Review: RedRails - S/T
There is something blacker and more jagged waiting to emerge from within the early string movements of Redrails. A jew’s harp boings between percussive thumps, together coaxing a violin into gorgeous swoops and slithers; almost like watching a snake charmer display silhouetted gloomily against a cave wall, with an eerie assortment of percussive noise skittering on all sides. Gradually, the presence of the electronic solidifies – announcing its entry by sending a sample of violin into a chilling broken loop on “Avant La Guerre” – as those earthly string tones find their graceful forms twisted and scattered among the album’s use of resampling and laptop rhythm generation. What initially seems to source its roots in more traditional classical techniques finds itself becoming increasingly corrupted by its electronic accompaniment, writhing into dissonant freeform as the bubbling, stuttering beats establish a firm grasp.
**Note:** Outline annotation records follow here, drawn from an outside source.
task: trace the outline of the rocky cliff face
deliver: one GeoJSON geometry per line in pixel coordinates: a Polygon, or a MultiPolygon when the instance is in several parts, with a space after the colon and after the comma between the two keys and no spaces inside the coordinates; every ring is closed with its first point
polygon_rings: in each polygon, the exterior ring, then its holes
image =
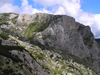
{"type": "MultiPolygon", "coordinates": [[[[32,54],[25,50],[10,51],[27,64],[30,74],[39,71],[38,75],[96,75],[100,72],[100,46],[90,27],[75,22],[72,17],[5,13],[0,14],[0,29],[9,36],[11,46],[22,46],[32,54]]],[[[2,41],[2,45],[9,45],[9,40],[2,41]]]]}

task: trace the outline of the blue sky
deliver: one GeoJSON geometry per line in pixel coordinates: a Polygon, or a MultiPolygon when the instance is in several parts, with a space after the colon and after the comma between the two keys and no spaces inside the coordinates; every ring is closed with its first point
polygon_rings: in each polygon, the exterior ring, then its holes
{"type": "Polygon", "coordinates": [[[0,0],[0,13],[68,15],[100,37],[100,0],[0,0]]]}
{"type": "Polygon", "coordinates": [[[85,0],[81,3],[81,9],[85,12],[91,12],[94,14],[100,14],[100,0],[85,0]]]}

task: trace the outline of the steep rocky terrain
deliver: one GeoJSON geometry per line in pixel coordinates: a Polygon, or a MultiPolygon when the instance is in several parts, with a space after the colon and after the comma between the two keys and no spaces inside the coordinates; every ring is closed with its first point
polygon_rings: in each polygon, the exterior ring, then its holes
{"type": "Polygon", "coordinates": [[[100,73],[100,46],[90,27],[66,15],[2,13],[0,40],[2,75],[100,73]]]}
{"type": "Polygon", "coordinates": [[[95,41],[100,45],[100,38],[95,39],[95,41]]]}

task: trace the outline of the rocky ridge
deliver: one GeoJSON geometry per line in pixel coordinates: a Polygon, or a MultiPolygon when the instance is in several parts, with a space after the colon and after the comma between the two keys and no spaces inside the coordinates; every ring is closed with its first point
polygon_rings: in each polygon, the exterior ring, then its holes
{"type": "MultiPolygon", "coordinates": [[[[26,51],[10,51],[22,61],[26,60],[24,64],[31,68],[29,75],[96,75],[100,72],[100,47],[90,27],[75,22],[72,17],[4,13],[0,14],[0,28],[10,40],[2,39],[5,41],[2,45],[19,45],[32,55],[26,51]],[[28,58],[23,58],[23,54],[28,58]],[[42,68],[35,69],[32,65],[42,68]]],[[[21,74],[24,75],[24,71],[21,74]]]]}

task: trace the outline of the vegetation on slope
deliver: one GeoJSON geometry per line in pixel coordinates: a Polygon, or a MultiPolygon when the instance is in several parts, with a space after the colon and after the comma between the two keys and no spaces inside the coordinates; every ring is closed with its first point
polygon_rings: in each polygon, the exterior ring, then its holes
{"type": "Polygon", "coordinates": [[[33,57],[43,67],[43,69],[48,72],[48,74],[52,73],[53,75],[89,75],[92,73],[93,75],[96,75],[95,72],[93,72],[89,68],[86,68],[84,65],[74,62],[72,59],[69,58],[70,56],[63,57],[59,53],[54,52],[54,49],[42,50],[38,46],[20,41],[15,37],[10,36],[10,38],[19,42],[20,46],[25,47],[25,49],[27,49],[29,53],[33,55],[33,57]]]}

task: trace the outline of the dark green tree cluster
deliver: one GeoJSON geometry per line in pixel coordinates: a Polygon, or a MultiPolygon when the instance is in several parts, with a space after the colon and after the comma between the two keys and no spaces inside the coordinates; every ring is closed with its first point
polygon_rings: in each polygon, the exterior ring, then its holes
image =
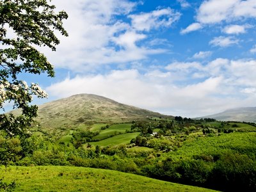
{"type": "Polygon", "coordinates": [[[32,95],[44,98],[47,93],[35,83],[28,85],[19,79],[20,73],[47,73],[54,77],[53,65],[36,47],[56,50],[60,40],[54,32],[68,33],[63,20],[64,11],[54,12],[55,6],[47,0],[0,1],[0,109],[6,102],[13,102],[13,108],[22,109],[22,115],[0,115],[0,130],[8,136],[29,134],[27,128],[36,116],[37,106],[29,105],[32,95]]]}

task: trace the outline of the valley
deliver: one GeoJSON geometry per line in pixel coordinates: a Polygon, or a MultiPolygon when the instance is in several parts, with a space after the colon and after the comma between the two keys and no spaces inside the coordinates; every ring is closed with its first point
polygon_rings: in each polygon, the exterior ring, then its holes
{"type": "MultiPolygon", "coordinates": [[[[52,182],[60,188],[65,179],[77,177],[85,182],[90,177],[88,185],[100,183],[101,188],[96,185],[95,189],[111,191],[115,189],[106,184],[106,179],[110,178],[107,182],[113,184],[116,181],[109,174],[124,174],[125,178],[130,177],[125,175],[129,173],[135,174],[129,175],[134,178],[136,175],[147,177],[134,179],[140,179],[138,185],[132,189],[125,185],[122,190],[140,191],[143,179],[151,179],[148,177],[164,181],[157,181],[159,186],[150,186],[148,191],[167,191],[171,186],[177,191],[207,191],[170,182],[225,191],[255,189],[256,124],[253,122],[166,116],[87,94],[45,104],[38,111],[40,124],[31,129],[33,136],[11,140],[3,134],[0,137],[2,154],[8,156],[6,161],[14,166],[6,168],[3,179],[6,183],[13,181],[10,175],[15,172],[15,175],[27,172],[26,177],[35,180],[39,173],[50,172],[56,175],[52,182]],[[86,105],[90,107],[85,110],[86,105]],[[5,151],[4,145],[8,145],[5,151]],[[161,182],[165,182],[164,186],[161,182]]],[[[17,191],[29,188],[25,186],[29,182],[20,182],[15,181],[17,191]]],[[[71,189],[75,188],[72,184],[67,188],[71,189]]],[[[48,189],[36,182],[29,190],[37,188],[48,189]]]]}

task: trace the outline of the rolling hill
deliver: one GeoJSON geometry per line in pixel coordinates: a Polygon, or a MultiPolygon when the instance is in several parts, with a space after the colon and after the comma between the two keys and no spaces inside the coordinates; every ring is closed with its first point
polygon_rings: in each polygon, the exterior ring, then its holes
{"type": "Polygon", "coordinates": [[[52,128],[164,116],[92,94],[79,94],[45,103],[38,106],[38,113],[42,125],[52,128]]]}
{"type": "Polygon", "coordinates": [[[256,122],[256,107],[231,109],[203,118],[212,118],[221,121],[256,122]]]}

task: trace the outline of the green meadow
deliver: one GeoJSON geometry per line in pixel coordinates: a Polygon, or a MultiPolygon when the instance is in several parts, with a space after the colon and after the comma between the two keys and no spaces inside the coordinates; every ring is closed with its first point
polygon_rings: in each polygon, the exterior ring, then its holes
{"type": "Polygon", "coordinates": [[[216,191],[116,171],[74,166],[1,167],[13,191],[216,191]]]}
{"type": "Polygon", "coordinates": [[[139,134],[140,132],[122,134],[101,140],[100,141],[90,142],[90,143],[94,146],[99,145],[102,147],[106,147],[108,145],[129,144],[132,139],[136,138],[139,134]]]}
And where the likes of “Tea Time” offer a brief reprisal of the album’s more jovial moods (hopping lightly over a rhythm of pizzicato loops and soft percussive clacks), Redrails is otherwise hereon unsettled. “Strike” pings upward, downward, backward and sideward – with squirts and scrapes of violin that tug the stereo image off balance – while “Scotch” belches in low processed tones over a bed of minimal techno. The closing 11 minutes offer something entirely different altogether, with spoken samples (played both forward and in reverse) chatter and glitch either side of a gorgeously mournful bout of string improvisation. All the while, violinist Baltazar Montanaro-Nagy renders his instrument a most worthy subject for Serge Ortega and Tadahiko Yokogawa’s electronic juxtaposition and sound tampering, twisting into shapes that both accommodate and struggle away from the intrusion.